ESA title


  • STATUSCompleted
  • THEMATIC AREAAviation, Health, Infrastructure & Smart Cities, Energy, Finance, Investment & Insurance

Objectives of the service

In this demonstration project we developed a service solution, providing location-based information on the current and future distribution of the population by age groups and education level. For the most granular product also other socio-economic parameters are available.

It has been shown that information derived from EO data significantly improves existing census data through a modelling approach based on land cover and land use information. Thereby, AgeSpot links EO derived population density with state-of-the art demographic models. The unique approach not only provides spatially explicit demographic data along with information on education and others, but also allows long-term forecasting at different levels of granularity.

AgeSpot creates a new market and value network by offering a “one-stop-shop” for spatially explicit population and demographic data available. Customers do not need to arduously assemble and analyse different sources of external data but AgeSpot enables them to access standardized key information with already integrated external data information and improve the existing data situation in many innovative ways.

Users and their needs

AgeSpot offers a unique service proposition by providing a technical solution covering all sectors basing their business model on timely and highly precise population age structure information, with stakeholders from different sectors to help them find out where to offer which specific services and to adapt their supply to the local demand depending on the demographic structures of different regions. For the public sector, AgeSpot data makes it much easier for governments to better meet the needs of regional and district populations.

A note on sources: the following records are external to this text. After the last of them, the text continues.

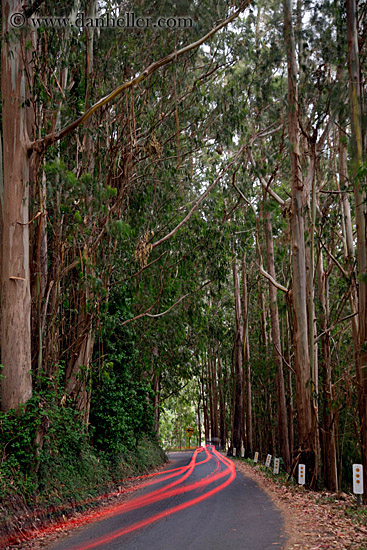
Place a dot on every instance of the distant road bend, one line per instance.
(198, 503)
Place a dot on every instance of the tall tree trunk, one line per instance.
(307, 451)
(237, 431)
(360, 209)
(247, 366)
(16, 387)
(222, 405)
(328, 417)
(277, 349)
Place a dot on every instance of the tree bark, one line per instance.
(16, 387)
(237, 431)
(277, 347)
(306, 415)
(247, 366)
(360, 209)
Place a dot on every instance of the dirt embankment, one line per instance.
(314, 520)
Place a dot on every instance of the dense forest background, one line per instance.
(183, 228)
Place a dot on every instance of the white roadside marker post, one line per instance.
(301, 474)
(358, 482)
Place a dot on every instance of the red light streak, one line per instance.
(146, 500)
(137, 525)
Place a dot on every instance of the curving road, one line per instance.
(199, 503)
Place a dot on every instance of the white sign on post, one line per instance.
(301, 474)
(358, 479)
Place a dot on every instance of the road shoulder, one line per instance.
(312, 520)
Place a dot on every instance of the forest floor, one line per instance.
(313, 520)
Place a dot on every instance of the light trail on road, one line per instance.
(167, 492)
(222, 468)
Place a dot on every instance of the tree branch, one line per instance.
(42, 144)
(200, 199)
(178, 301)
(272, 280)
(265, 185)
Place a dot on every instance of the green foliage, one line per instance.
(121, 408)
(36, 438)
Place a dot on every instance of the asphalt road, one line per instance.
(199, 503)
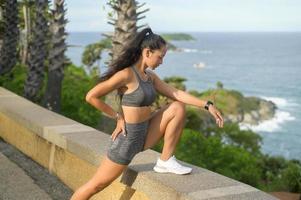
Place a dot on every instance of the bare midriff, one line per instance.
(136, 114)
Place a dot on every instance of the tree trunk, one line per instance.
(52, 96)
(125, 28)
(37, 52)
(26, 33)
(8, 51)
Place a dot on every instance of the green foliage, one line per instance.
(75, 86)
(177, 36)
(14, 80)
(214, 155)
(232, 135)
(92, 52)
(219, 85)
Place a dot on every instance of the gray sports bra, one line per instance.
(144, 95)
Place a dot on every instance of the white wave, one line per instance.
(186, 50)
(280, 102)
(205, 51)
(270, 125)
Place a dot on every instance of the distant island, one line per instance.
(177, 36)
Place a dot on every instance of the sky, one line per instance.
(194, 15)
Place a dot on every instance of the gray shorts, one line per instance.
(124, 148)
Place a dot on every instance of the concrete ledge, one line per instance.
(73, 152)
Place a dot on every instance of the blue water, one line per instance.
(266, 65)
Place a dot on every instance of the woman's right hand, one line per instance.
(120, 128)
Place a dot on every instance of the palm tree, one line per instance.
(26, 29)
(125, 25)
(37, 51)
(125, 28)
(1, 22)
(9, 28)
(52, 96)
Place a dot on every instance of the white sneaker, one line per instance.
(171, 165)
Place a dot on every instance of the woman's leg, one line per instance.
(107, 172)
(168, 122)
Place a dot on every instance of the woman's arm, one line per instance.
(182, 96)
(176, 94)
(93, 96)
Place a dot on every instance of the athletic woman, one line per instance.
(137, 127)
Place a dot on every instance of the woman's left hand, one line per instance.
(217, 116)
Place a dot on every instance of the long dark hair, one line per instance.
(132, 52)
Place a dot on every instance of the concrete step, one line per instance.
(15, 184)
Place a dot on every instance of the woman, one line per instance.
(137, 127)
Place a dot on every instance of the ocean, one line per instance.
(262, 64)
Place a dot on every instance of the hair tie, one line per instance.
(149, 32)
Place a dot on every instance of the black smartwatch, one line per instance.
(208, 104)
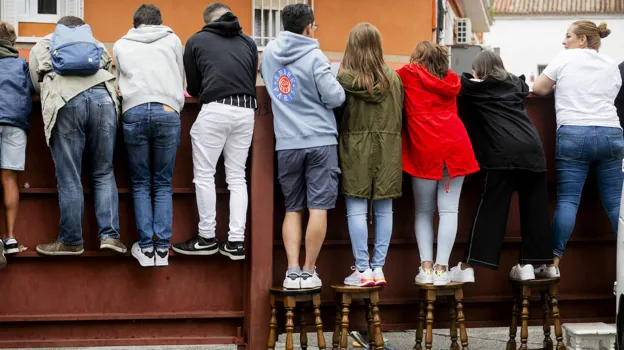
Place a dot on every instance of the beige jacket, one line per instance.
(55, 90)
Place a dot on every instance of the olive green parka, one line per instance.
(370, 138)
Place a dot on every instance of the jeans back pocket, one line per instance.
(570, 146)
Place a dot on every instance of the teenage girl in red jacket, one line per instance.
(437, 153)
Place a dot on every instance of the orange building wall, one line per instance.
(402, 23)
(35, 29)
(110, 20)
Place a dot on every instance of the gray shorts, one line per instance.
(309, 173)
(12, 148)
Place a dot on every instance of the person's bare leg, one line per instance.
(315, 235)
(291, 234)
(11, 199)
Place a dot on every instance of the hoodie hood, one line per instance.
(346, 79)
(227, 26)
(290, 47)
(148, 33)
(512, 89)
(448, 87)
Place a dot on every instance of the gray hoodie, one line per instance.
(150, 67)
(303, 91)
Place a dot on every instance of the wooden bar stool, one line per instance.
(347, 294)
(428, 294)
(547, 287)
(290, 298)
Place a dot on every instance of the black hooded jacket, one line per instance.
(220, 61)
(503, 136)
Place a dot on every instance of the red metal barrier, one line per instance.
(105, 299)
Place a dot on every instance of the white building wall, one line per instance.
(526, 43)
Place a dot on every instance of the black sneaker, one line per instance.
(234, 250)
(197, 246)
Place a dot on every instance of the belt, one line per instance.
(244, 101)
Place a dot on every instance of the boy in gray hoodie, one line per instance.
(150, 73)
(304, 92)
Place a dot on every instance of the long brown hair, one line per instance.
(489, 64)
(364, 57)
(592, 32)
(433, 57)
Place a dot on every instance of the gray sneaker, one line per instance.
(2, 257)
(59, 249)
(113, 244)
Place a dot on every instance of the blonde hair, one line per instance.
(364, 57)
(7, 32)
(433, 57)
(592, 32)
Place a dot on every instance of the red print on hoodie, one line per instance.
(433, 134)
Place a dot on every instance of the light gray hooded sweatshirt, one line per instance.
(150, 67)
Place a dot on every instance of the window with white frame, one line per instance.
(267, 21)
(39, 11)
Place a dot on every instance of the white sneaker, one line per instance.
(360, 279)
(462, 276)
(525, 273)
(380, 279)
(547, 272)
(144, 256)
(425, 276)
(310, 281)
(441, 278)
(162, 257)
(292, 281)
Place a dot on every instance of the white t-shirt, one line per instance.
(587, 84)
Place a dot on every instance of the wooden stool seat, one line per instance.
(428, 294)
(345, 295)
(522, 290)
(290, 298)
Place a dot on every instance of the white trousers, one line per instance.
(220, 129)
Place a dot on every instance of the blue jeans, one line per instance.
(152, 137)
(86, 124)
(357, 210)
(579, 149)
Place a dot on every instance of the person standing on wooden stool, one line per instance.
(510, 153)
(303, 93)
(370, 140)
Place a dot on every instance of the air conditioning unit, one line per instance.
(464, 31)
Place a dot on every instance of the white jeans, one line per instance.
(228, 129)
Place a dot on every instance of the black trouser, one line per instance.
(488, 228)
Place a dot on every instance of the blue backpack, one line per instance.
(75, 51)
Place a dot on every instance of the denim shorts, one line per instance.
(309, 177)
(12, 148)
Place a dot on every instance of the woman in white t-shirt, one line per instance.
(589, 134)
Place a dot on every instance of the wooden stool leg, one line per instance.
(316, 302)
(344, 331)
(431, 297)
(461, 319)
(453, 314)
(547, 343)
(556, 317)
(524, 332)
(303, 336)
(272, 325)
(421, 324)
(371, 324)
(336, 337)
(289, 304)
(513, 329)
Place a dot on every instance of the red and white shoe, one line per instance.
(360, 279)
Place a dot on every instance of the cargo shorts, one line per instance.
(309, 177)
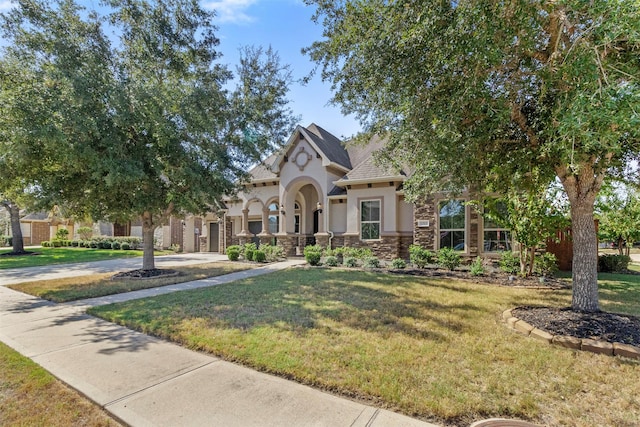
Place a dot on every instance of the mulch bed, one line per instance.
(600, 325)
(145, 274)
(19, 253)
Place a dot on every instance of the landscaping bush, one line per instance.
(613, 263)
(477, 267)
(233, 252)
(273, 253)
(398, 264)
(313, 254)
(371, 262)
(358, 253)
(85, 233)
(259, 256)
(421, 257)
(509, 262)
(248, 250)
(546, 264)
(62, 234)
(448, 258)
(350, 261)
(331, 261)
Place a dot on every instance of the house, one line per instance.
(316, 190)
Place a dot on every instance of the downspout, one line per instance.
(329, 222)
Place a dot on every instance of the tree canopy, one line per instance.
(142, 122)
(495, 95)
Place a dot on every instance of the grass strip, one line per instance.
(97, 285)
(430, 348)
(30, 396)
(50, 256)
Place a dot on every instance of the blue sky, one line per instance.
(285, 25)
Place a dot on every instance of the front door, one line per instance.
(214, 237)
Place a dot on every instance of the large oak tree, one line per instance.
(490, 94)
(147, 125)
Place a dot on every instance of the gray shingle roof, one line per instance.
(329, 144)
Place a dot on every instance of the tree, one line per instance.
(476, 94)
(147, 128)
(530, 217)
(619, 214)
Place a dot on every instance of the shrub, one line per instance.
(233, 252)
(546, 264)
(273, 253)
(357, 253)
(259, 256)
(313, 254)
(477, 268)
(371, 262)
(398, 264)
(331, 261)
(350, 261)
(248, 249)
(448, 258)
(62, 234)
(509, 262)
(85, 233)
(613, 263)
(421, 257)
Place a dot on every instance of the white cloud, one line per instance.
(5, 6)
(233, 11)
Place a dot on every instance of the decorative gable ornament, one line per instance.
(302, 158)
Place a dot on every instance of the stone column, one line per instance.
(245, 222)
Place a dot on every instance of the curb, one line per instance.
(582, 344)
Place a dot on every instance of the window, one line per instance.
(370, 219)
(496, 238)
(452, 215)
(296, 218)
(274, 224)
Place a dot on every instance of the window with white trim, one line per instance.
(370, 219)
(496, 238)
(274, 223)
(452, 216)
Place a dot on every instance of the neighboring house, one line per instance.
(316, 190)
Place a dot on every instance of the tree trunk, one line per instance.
(16, 230)
(582, 187)
(148, 231)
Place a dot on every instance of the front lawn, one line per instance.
(30, 396)
(430, 348)
(97, 285)
(48, 256)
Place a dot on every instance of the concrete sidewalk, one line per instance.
(57, 271)
(145, 381)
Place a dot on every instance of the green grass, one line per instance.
(49, 256)
(30, 396)
(434, 349)
(97, 285)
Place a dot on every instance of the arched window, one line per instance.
(274, 223)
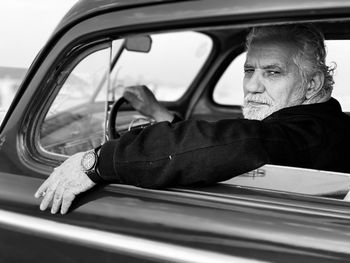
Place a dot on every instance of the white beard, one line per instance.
(253, 112)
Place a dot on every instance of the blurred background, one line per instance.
(25, 26)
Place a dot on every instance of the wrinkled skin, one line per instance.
(63, 185)
(143, 100)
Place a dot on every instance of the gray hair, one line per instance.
(311, 52)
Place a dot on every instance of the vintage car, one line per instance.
(190, 54)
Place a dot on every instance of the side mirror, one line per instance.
(138, 44)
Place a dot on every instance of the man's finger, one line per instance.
(47, 199)
(42, 189)
(57, 200)
(67, 200)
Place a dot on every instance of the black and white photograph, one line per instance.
(197, 131)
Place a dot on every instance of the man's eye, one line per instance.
(273, 73)
(248, 71)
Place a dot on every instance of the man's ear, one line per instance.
(314, 85)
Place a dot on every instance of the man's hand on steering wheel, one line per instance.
(143, 100)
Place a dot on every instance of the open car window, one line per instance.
(76, 120)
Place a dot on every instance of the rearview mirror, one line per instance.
(139, 44)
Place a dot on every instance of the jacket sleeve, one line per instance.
(199, 152)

Furthermore, it is an important signpost for taking the right steps to promote local economies. Additionally, AgeSpot provides the basis for the prediction of future population growth developments and is expected to enter further markets and meet the information needs of private and public sectors on a global scale. AgeSpot will assist organizations – both private and public – interested in investigating where to offer certain services and how to adapt their supply chain to the local demands depending on the demographic structures of the different regions. Further, the modelling and forecasting of additional socio-economic parameters, such as education and health are provided to support various analysis.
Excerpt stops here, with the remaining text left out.